“Because I have dastardly and doggedly been made a tool of treason in the hands of the traitoress and unworthy! I was enticed to believe that an angel was always hovering around my footsteps, when moodily engaged in resolving to acquaint you of my great love, and undying desire to place you upon the highest pinnacle possible of praise and purity within my power to bestow!
“I was led to believe that your unbounded joy and happiness were never at such a par as when sharing them with me. Was I falsely informed of your ways and worth? Was I duped to ascend the ladder of liberty, the hill of harmony, the tree of triumph, and the rock of regard, and when wildly manifesting my act of ascension, was I to be informed of treading still in the valley of defeat?
“Am I, who for nearly forty years was idolised by a mother of untainted and great Christian bearing, to be treated now like a slave? Why and for what am I thus dealt with?

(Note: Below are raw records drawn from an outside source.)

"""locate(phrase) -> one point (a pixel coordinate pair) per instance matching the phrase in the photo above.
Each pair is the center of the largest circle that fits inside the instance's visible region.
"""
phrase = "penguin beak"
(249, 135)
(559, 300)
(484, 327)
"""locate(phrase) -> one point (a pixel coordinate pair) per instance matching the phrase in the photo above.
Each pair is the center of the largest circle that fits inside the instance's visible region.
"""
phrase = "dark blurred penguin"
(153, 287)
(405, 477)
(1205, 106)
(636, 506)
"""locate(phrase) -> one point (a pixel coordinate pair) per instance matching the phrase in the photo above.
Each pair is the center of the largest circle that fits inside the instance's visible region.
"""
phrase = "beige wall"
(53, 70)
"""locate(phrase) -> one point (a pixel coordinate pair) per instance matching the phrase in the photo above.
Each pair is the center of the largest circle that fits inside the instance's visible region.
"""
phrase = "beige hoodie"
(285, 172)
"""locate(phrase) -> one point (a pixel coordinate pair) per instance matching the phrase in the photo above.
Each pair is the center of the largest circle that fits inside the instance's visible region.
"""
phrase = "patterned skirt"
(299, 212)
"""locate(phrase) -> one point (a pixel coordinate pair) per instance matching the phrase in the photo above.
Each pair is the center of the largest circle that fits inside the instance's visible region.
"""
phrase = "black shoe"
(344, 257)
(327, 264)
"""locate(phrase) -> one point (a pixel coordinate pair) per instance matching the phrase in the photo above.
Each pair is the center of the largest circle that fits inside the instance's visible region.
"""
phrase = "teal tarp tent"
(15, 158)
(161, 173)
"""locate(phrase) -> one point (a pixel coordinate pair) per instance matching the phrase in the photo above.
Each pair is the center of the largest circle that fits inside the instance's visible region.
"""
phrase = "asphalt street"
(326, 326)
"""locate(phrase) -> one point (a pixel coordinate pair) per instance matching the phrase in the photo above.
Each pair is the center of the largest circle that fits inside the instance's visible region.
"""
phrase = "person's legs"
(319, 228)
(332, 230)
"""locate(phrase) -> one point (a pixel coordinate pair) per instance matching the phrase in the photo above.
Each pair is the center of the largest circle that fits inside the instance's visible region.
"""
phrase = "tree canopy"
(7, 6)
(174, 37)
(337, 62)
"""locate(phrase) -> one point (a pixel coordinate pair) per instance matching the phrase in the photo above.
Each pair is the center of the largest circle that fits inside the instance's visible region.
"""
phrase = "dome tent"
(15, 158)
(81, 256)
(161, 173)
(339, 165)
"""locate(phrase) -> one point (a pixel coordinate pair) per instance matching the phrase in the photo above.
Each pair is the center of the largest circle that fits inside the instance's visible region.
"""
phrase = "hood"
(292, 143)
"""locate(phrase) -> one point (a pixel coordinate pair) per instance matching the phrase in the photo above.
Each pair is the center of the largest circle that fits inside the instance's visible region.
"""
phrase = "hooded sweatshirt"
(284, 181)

“Am I to foster the opinion that you treat me thus on account of not sharing so fully in your confidence as it may be, another?
“Or is it, can it be, imaginative that you have reluctantly shared, only shared, with me that which I have bought and paid for fully?
“Can it be that your attention has ever been, or is still, attracted by another, who, by some artifice or other, had the audacity to steal your desire for me and hide it beneath his pillaged pillow of poverty, there to conceal it until demanded with my ransom?
“Speak! Irene! Wife! Woman! Do not sit in silence and allow the blood that now boils in my veins to ooze through cavities of unrestrained passion and trickle down to drench me with its crimson hue!
“Speak, I implore you, for my sake, and act no more the deceitful Duchess of Nanté, who, when taken to task by the great Napoleon for refusing to dance with him at a State ball, replied, ‘You honoured me too highly’—acting the hypocrite to his very face. Are you doing likewise?” Here Sir John, whose flushed face, swollen temples, and fiery looks were the image of indignation, restlessly awaited her reply.
Lady Dunfern began now to stare her position fully in the face. On this interview, she thought, largely depended her future welfare, if viewed properly. Should she make her husband cognisant of her inward feelings, matters were sure to end very unsatisfactorily. These she kept barred against his entrance in the past, and she was fully determined should remain so now, until forced from their home of refuge by spirited action.
Let it be thoroughly understood that Lady Dunfern was forced into a union she never honestly countenanced. She was almost compelled, through the glittering polish Lady Dilworth put on matters, to silently resign the hand of one whose adoration was amply returned, and enter into a contract which she could never properly complete. All she could now do was to plunge herself into the lake of evasion and answer him as best she could.